Rowan’s parents moved to South Korea when she was eight years old. Most kids would be upset by that, but apparently she had no fucks to give. She went to another boarding school in London before transferring here for senior school. She stayed here even when her parents moved back to Surrey last year, saying she’d never dream of abandoning us. ‘Together till the bitter end,’ she said.
Rowan’s the only one I talked to about why I came to Duncraggan. I asked her to tell Ama and Lily, because I thought they deserved to know but I couldn’t face telling them. It’s too tiring, telling the story over and over again. Working so hard to make sure you don’t tell the whole truth.
I hate talking about it, and the girls understand that. If one of them finds herself veering into dangerous conversational waters, the others will yank her back to safety. Rowan’s usually the one to do the yanking; I don’t know what I’d do without her. Sometimes I feel bad that I’ve never told her all of it. The worst of it.
The worst of it is simple. You can strip the excess flesh of the story down to the bare bones. You can shrink it and starve it and whittle it down to almost nothing.

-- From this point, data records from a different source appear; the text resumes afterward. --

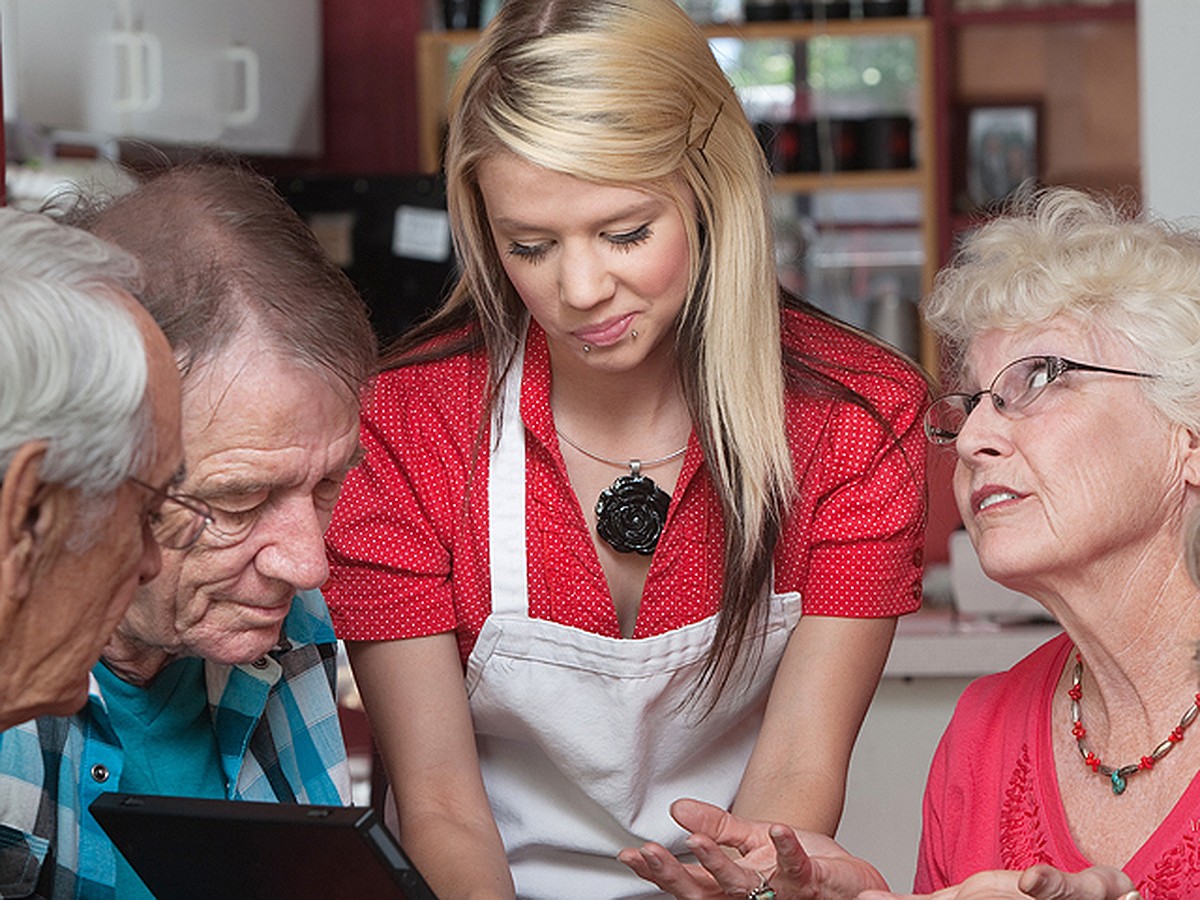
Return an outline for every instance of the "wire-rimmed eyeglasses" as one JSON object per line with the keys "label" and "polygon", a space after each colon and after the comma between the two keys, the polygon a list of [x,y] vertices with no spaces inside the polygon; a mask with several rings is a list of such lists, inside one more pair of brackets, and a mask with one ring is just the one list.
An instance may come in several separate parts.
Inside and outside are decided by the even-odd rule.
{"label": "wire-rimmed eyeglasses", "polygon": [[212,524],[212,509],[198,497],[167,493],[132,476],[130,481],[149,491],[158,500],[158,508],[150,514],[148,524],[160,547],[187,550]]}
{"label": "wire-rimmed eyeglasses", "polygon": [[984,395],[991,397],[991,404],[1001,415],[1012,416],[1021,413],[1063,372],[1102,372],[1132,378],[1158,378],[1150,372],[1093,366],[1062,356],[1022,356],[1000,370],[985,390],[974,394],[943,394],[937,397],[925,412],[925,437],[934,444],[953,444],[966,425],[967,416],[979,406]]}

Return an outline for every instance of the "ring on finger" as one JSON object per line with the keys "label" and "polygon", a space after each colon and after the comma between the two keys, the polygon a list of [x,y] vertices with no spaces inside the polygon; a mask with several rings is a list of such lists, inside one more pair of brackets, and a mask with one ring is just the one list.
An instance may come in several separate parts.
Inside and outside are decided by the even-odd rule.
{"label": "ring on finger", "polygon": [[767,876],[755,872],[758,876],[758,887],[751,888],[746,894],[746,900],[775,900],[775,888],[767,883]]}

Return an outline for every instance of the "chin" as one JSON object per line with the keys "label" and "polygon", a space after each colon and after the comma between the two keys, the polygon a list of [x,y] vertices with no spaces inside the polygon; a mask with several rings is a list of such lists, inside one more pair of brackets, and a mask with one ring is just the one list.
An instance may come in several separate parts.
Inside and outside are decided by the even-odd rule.
{"label": "chin", "polygon": [[240,666],[265,656],[280,642],[281,624],[210,635],[197,642],[193,654],[210,662]]}
{"label": "chin", "polygon": [[83,676],[62,696],[46,704],[38,715],[74,715],[88,704],[88,676]]}

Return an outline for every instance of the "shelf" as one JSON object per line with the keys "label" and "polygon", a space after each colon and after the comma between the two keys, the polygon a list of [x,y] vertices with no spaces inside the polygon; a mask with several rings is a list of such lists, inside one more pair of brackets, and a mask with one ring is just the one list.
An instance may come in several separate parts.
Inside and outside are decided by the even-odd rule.
{"label": "shelf", "polygon": [[920,169],[878,169],[872,172],[798,172],[775,175],[775,190],[792,193],[818,191],[886,191],[911,188],[923,191],[925,175]]}
{"label": "shelf", "polygon": [[1007,10],[972,10],[950,12],[948,22],[955,28],[964,25],[1055,25],[1078,22],[1134,22],[1138,6],[1116,2],[1109,6],[1036,6]]}

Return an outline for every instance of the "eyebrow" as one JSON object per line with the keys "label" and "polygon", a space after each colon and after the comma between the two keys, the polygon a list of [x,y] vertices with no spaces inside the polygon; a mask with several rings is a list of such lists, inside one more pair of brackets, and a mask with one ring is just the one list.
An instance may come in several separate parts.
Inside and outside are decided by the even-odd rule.
{"label": "eyebrow", "polygon": [[[640,218],[643,216],[656,216],[661,209],[665,200],[660,197],[646,197],[642,200],[631,203],[617,212],[596,220],[595,222],[589,222],[588,227],[594,229],[605,229],[612,224],[620,222],[626,218]],[[545,228],[545,226],[533,224],[529,222],[522,222],[516,218],[509,218],[508,216],[494,216],[492,217],[492,223],[509,230],[530,230],[538,232]]]}

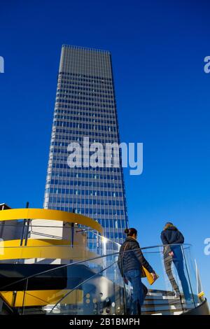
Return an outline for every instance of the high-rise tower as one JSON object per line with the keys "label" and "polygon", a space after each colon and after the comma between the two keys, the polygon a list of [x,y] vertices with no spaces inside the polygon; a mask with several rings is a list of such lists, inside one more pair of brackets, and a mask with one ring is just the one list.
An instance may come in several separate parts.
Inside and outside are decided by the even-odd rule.
{"label": "high-rise tower", "polygon": [[70,168],[67,146],[82,144],[83,137],[90,144],[120,144],[111,56],[108,51],[64,45],[44,208],[91,217],[104,227],[106,237],[121,243],[128,225],[121,164]]}

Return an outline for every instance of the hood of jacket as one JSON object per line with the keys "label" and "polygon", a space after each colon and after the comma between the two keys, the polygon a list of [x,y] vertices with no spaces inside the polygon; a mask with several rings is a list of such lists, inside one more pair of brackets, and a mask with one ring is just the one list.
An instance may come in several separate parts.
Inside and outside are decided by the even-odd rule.
{"label": "hood of jacket", "polygon": [[174,225],[172,224],[167,224],[165,227],[164,227],[164,230],[165,231],[166,230],[171,230],[173,231],[178,231],[178,228],[176,227]]}

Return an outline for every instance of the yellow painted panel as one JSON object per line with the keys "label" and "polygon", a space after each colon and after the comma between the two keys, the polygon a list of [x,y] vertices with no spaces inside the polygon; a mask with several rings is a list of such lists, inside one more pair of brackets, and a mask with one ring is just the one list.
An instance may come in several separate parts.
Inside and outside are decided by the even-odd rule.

That’s what happened to her.
Jenna died two years ago. Heart failure. Other things too: a perforated ulcer, a collapsed lung. But it was the heart that gave up on her. It couldn’t do the job it’s supposed to do; it didn’t have the fuel.
My twin sister was fifteen years old when she died. She weighed just under five stone.
It had started as a post-Christmas diet. A diet that was my idea.